The defense got off the field on third downs, not allowing a single conversion in ten attempts, but they found that when they did, Missouri’s offense and special teams would often give it right back. They fumbled five times in the first two quarters and three minutes and lost three, which contributed to LSU’s 31-23 lead at the beginning of the third quarter.
“I hope we take every experience and learn from it,” Drinkwitz said. “We’ll go back and watch the tape. I’m sure we’ll be disappointed with a lot of different things, and we’ll be proud of a lot of different things, but hopefully, we can take this as a sign that we can compete with anybody in the country if we’ll do our jobs and improve our play.”
For the rest of the game, Missouri did both. They tied it at 31 later in the third quarter when the LSU defense appeared to forget that Micah Wilson was on the field, and he caught his first career touchdown as a result.
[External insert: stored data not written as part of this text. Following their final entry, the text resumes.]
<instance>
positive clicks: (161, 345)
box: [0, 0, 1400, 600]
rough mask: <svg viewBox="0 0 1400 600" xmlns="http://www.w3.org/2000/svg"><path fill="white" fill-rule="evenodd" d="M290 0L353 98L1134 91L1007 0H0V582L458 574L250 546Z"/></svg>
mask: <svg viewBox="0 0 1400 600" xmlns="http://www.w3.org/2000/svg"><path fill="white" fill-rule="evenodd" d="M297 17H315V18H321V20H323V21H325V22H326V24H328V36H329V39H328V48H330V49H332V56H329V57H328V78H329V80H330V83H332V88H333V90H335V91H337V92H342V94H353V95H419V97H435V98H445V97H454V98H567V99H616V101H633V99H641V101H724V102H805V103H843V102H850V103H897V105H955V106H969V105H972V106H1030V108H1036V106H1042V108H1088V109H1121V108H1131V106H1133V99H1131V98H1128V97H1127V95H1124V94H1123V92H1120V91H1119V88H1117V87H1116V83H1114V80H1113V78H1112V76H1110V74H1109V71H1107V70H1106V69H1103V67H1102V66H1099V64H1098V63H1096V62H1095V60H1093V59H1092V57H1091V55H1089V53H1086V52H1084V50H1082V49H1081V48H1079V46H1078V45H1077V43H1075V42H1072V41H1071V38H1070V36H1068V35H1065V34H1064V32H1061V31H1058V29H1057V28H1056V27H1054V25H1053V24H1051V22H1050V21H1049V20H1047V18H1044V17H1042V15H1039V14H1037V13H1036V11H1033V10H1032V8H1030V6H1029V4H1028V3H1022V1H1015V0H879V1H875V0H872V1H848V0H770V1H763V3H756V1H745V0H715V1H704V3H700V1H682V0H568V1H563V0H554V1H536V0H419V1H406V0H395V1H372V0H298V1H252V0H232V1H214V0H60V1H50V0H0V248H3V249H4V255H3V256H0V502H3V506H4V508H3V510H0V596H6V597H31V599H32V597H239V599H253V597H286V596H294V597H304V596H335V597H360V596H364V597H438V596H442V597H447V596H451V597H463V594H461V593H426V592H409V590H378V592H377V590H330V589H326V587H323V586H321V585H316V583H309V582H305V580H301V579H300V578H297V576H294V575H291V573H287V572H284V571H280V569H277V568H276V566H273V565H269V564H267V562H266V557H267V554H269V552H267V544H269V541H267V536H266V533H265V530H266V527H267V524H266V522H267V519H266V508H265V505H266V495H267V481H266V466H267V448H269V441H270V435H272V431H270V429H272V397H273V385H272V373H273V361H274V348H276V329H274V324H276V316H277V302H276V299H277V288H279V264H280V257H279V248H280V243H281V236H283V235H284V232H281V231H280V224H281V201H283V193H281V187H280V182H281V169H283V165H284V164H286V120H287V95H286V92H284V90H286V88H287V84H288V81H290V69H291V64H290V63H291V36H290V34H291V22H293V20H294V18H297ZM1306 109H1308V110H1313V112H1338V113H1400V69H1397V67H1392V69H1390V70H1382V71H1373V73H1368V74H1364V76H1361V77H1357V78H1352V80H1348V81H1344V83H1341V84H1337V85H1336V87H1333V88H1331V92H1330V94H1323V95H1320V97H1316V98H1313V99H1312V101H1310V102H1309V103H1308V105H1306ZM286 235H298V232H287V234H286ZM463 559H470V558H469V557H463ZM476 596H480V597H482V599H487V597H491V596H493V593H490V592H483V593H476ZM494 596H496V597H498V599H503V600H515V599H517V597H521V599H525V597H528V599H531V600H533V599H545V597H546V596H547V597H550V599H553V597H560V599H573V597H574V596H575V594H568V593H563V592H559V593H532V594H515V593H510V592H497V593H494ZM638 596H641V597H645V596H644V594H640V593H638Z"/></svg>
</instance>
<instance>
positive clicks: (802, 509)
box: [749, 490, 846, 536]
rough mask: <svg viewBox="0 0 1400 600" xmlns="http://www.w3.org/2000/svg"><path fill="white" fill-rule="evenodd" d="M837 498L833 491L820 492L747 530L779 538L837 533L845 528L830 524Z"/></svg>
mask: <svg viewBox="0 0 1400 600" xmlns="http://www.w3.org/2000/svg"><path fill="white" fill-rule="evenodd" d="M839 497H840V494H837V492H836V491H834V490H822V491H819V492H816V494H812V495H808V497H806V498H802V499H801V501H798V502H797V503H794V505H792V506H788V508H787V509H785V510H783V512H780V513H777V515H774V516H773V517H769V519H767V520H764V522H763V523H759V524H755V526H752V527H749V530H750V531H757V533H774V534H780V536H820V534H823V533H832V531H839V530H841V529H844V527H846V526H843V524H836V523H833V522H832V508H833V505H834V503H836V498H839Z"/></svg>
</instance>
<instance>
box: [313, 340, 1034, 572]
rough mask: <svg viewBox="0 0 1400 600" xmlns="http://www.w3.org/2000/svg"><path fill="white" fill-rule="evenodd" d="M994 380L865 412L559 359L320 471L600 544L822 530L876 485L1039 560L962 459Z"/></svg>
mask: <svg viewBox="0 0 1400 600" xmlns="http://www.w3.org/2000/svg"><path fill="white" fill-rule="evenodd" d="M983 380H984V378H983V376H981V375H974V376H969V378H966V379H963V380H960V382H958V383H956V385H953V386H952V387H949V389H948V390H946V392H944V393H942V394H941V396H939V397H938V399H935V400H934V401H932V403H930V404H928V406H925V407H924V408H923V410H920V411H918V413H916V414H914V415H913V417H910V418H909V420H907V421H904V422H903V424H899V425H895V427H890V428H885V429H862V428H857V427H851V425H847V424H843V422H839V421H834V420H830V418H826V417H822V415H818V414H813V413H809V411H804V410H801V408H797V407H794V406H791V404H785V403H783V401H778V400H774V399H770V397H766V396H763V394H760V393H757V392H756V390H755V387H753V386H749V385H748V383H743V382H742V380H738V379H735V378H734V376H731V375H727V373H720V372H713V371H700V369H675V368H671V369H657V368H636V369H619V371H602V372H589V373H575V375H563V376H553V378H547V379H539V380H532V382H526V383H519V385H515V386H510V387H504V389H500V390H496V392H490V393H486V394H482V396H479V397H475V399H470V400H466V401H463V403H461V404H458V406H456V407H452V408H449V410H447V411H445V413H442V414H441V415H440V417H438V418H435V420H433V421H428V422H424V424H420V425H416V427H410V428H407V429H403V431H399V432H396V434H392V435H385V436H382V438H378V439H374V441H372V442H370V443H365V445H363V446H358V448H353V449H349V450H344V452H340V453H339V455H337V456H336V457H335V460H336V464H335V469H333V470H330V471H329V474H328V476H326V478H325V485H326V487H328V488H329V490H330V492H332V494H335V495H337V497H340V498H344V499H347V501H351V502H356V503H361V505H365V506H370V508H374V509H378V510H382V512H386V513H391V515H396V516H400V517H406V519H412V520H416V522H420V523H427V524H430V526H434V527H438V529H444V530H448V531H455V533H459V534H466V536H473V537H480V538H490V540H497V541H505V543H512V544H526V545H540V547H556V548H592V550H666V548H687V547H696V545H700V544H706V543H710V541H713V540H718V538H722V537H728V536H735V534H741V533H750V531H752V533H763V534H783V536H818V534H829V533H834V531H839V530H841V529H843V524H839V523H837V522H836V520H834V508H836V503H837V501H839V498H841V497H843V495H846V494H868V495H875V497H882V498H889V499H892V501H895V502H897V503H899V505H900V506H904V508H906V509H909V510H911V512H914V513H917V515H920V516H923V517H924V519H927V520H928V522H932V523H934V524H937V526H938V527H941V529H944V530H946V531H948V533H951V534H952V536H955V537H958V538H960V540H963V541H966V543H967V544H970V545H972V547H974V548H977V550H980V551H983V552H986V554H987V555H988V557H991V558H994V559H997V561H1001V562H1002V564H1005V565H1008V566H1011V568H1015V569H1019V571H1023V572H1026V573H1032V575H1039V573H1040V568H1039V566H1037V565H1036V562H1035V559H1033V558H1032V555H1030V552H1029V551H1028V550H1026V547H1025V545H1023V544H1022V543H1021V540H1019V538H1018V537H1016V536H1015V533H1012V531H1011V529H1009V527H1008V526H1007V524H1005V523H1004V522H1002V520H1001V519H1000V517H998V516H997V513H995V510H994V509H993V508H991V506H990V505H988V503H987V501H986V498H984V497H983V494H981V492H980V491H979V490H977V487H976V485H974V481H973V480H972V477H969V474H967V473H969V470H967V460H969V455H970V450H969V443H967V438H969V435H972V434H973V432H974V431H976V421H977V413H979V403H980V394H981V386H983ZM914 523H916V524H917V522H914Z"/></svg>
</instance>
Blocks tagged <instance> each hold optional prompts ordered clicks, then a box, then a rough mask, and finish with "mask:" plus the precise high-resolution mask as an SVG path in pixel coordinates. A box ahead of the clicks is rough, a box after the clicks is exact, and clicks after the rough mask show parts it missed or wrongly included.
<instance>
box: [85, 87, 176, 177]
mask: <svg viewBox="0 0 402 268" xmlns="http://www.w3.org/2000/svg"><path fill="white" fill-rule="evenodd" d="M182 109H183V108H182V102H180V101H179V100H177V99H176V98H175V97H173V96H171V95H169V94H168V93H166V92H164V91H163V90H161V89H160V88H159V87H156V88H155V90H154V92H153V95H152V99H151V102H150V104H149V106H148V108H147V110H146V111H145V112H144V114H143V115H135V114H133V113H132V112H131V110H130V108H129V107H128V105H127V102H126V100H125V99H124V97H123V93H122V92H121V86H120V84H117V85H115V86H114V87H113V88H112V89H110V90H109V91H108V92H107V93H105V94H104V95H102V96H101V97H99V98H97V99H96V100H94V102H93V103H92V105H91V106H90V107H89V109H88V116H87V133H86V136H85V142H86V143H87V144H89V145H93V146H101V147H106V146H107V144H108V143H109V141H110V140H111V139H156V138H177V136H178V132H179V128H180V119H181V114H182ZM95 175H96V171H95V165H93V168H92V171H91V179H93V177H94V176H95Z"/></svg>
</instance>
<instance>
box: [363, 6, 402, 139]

“It definitely felt really good,” Wilson, a converted quarterback, said. “Just to see how the team was responding to adversity and how the defense was backing us up, it was a great reminder of how good this team is and how well we play together.”
LSU would retake the lead on the next play, thanks to Brennan and Marshall, but that was their last touchdown. Missouri made it 38-38 when Bazelak found Tyler Badie on an angle route and he split the LSU secondary on his way to the end zone.
Bazelak has a solid case for SEC offensive player of the week, as an MU spokesperson pointed out on Twitter. If it wasn’t clear who Missouri’s quarterback is last week, it certainly is now.
“Toughness, preparation, decision-making, accuracy and leadership,” Drinkwitz said. “Those are the five characteristics of a great quarterback and a guy we want to be our quarterback, and [Bazelak] does all of them consistently.”
The first sign that this could be a special afternoon at Faurot Field came with the score at 41-38, when edge defender Tre Williams blocked an 45-yard field goal to keep the game within three points. Without that block, LSU would have been within one point on their final drive and the goal-line stand would not have happened.
“Earlier in the game, when I tried to jump up, one of the tackles tried to lift me up in the air,” Williams said. “So I did the same thing, and he did the same thing, and then I just made sure that I jumped a little bit and it bounced off my helmet.”
On the ensuing drive, Bazelak led the Tigers down the field and fired a five-yard touchdown pass to tight end Niko Hea. That gave Missouri a 45-41 lead and the rest, as they say, is history.
The 1-2 Tigers’ vaunted schedule will see a bit of a break next week, as they’ll host Vanderbilt, the perennial doormat of the SEC — although they did defeat Missouri last year. Vanderbilt scored 7 points on this same LSU defense in Week 2, and they provide an opportunity for Missouri to reach .500.